近年の日本のプロダクトにおいて、広く認知されるようになったユニバーサルデザイン(UD)。
都市や公共施設・住宅のバリアフリー化、誰にでも識別しやすく使いやすいパッケージやピクトグラムの普及、音声での入出力に対応した電子機器の進化など、UDの領域は年々拡大し、その市場規模はいまや3兆円に迫る勢いだ。
一方で、家庭用シュレッダーによる幼児の指切断事故や、瞬間湯沸かし器による窒息死亡事故など、身近に起こるいたましい事故は後を絶たない。
「安全・安心」は、企業の信頼性を左右する重要なキーワードであると同時に、日本の強い“ものづくり”を実現するうえで欠かせないファクターでもあるといえよう。
さる2006年12月7日、「ユニバーサルデザイン ビジネス・シンポジウム2006」が、トヨタユニバーサルデザインショウケース(東京都江東区)で開催された。一昨年の「食のユニバーサルデザイン」、昨年の「情報のユニバーサルデザイン」に続く第3回目のテーマは「安全・安心」。
日常生活におけるけが・事故の防止方法や、災害によるダメージを軽減するユニバーサルデザインの工夫例を取り上げながら、株式会社TOTO、災害救命具の初田製作所、UD産業創造研究会などUDを推進する企業・団体のケーススタディも交え、“一歩先をゆく安全・安心”を実現する方策を多方面の識者に尋ねた。
参加者は、自動車業界をはじめ家庭用生活機器、福祉機器、災害用機器ほか幅広い業界のメーカーの開発者や販売代理店、設計士、建築家、デザイナーなど約300名。満席の場内は熱気に包まれた。

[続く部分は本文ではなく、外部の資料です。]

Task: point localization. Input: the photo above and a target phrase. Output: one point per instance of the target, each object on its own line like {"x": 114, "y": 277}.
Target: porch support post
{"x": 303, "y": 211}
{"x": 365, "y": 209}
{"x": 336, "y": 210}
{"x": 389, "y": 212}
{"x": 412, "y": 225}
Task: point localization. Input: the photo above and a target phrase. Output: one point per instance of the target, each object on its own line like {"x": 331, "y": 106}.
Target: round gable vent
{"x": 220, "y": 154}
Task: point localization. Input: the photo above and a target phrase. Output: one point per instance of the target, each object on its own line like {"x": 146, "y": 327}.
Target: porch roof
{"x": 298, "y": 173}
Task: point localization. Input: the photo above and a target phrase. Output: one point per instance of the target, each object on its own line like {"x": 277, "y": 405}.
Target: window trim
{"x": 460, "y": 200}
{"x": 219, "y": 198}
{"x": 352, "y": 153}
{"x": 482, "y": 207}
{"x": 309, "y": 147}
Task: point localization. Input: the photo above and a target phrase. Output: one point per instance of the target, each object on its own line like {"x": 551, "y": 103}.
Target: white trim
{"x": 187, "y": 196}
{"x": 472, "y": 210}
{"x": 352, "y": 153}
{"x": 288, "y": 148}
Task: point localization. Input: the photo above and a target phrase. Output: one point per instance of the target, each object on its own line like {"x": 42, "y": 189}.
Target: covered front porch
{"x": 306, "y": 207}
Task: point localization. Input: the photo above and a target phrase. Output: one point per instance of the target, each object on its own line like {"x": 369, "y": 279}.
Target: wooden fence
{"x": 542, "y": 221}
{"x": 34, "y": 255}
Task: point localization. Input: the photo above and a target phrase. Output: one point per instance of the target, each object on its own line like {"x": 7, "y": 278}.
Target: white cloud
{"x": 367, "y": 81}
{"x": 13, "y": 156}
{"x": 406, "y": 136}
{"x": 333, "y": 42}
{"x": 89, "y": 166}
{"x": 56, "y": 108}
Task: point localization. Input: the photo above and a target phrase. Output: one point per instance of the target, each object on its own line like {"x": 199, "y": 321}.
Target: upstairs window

会場には、聴覚障がい者のための文字聴講システムも取り入れられた。常時4〜5名の入力者がその場でスピーチをテキスト化し、大型ディスプレイで場内に表示する。タイムラグは最大でも10秒程度。聴覚のハンディがあっても、ほぼリアルタイムにシンポジウムに参加することができる。
中尾教授の研究の一つである「失敗学」を一言で表現すると「人のふりみて我がふり直せ」。
他者の失敗から演繹して何が学べるか、過去の失敗をどう次に生かすかを研究する学問である。
通常は失敗すると明らかにしたくないという心理が働くため、隠蔽や偽装などの問題につながることが多い。
その発想を転換し、失敗体験を共有することで、より安全で安心なものづくりを実現しようというのが失敗学の精神だ。
これは科学技術振興機構「失敗知識データベース」として一つの集約を見ており、同データベースには中尾教授もデータ作成の代表者として名を連ねる。
講演は、HDD不良問題や充電電池のリコール、発電所タービン事故や列車脱線事故など、近年のニュースにのぼった大小さまざまのトラブル事例を元に、
それらの事故から得られる教訓を解説するかたちで進む。
「相手を思い、失敗を見つめ、想像して予測することがユニバーサルデザインである」とする教授の弁に、場内からは大きな拍手が湧いた。
快適な生活をおびやかすものは、けがや事故だけではない。
紛争下や自然災害下でいかにして安全を確保し、安心できる生活を取り戻すかもまた、
ユニバーサルデザインの重要なファクターである。NPO法人「ピース ウインズ・ジャパン」の松田氏の講演では、
国際紛争や災害下での実例を挙げながら、現場に求められるデザイン要件について解説された。
災害下において公的な支援体制が整うのは、災害発生後からおよそ3日後とされる。
つまり初動72時間は、民間団体や企業からの支援が最も必要なとき。
災害地での情報インフラのデザインにはじまり、被災者の救護シェルター構築までの一連の流れについて、
近年の国際紛争や2003年スマトラ沖地震、2004年新潟県中越地震などの例を挙げながら、当時起こった問題点についての詳しい解説がなされた。
松田氏の講演に関連し、会場のトヨタユニバーサルデザイン ショウケースでは、『安全・安心のユニバーサルデザイン展』も開催されている(翌1月21日まで)。
ハイブリッドカーを電源供給源として、被災地で実際に使われた救護テントやシェルターの様子を再現している展示は圧巻だ。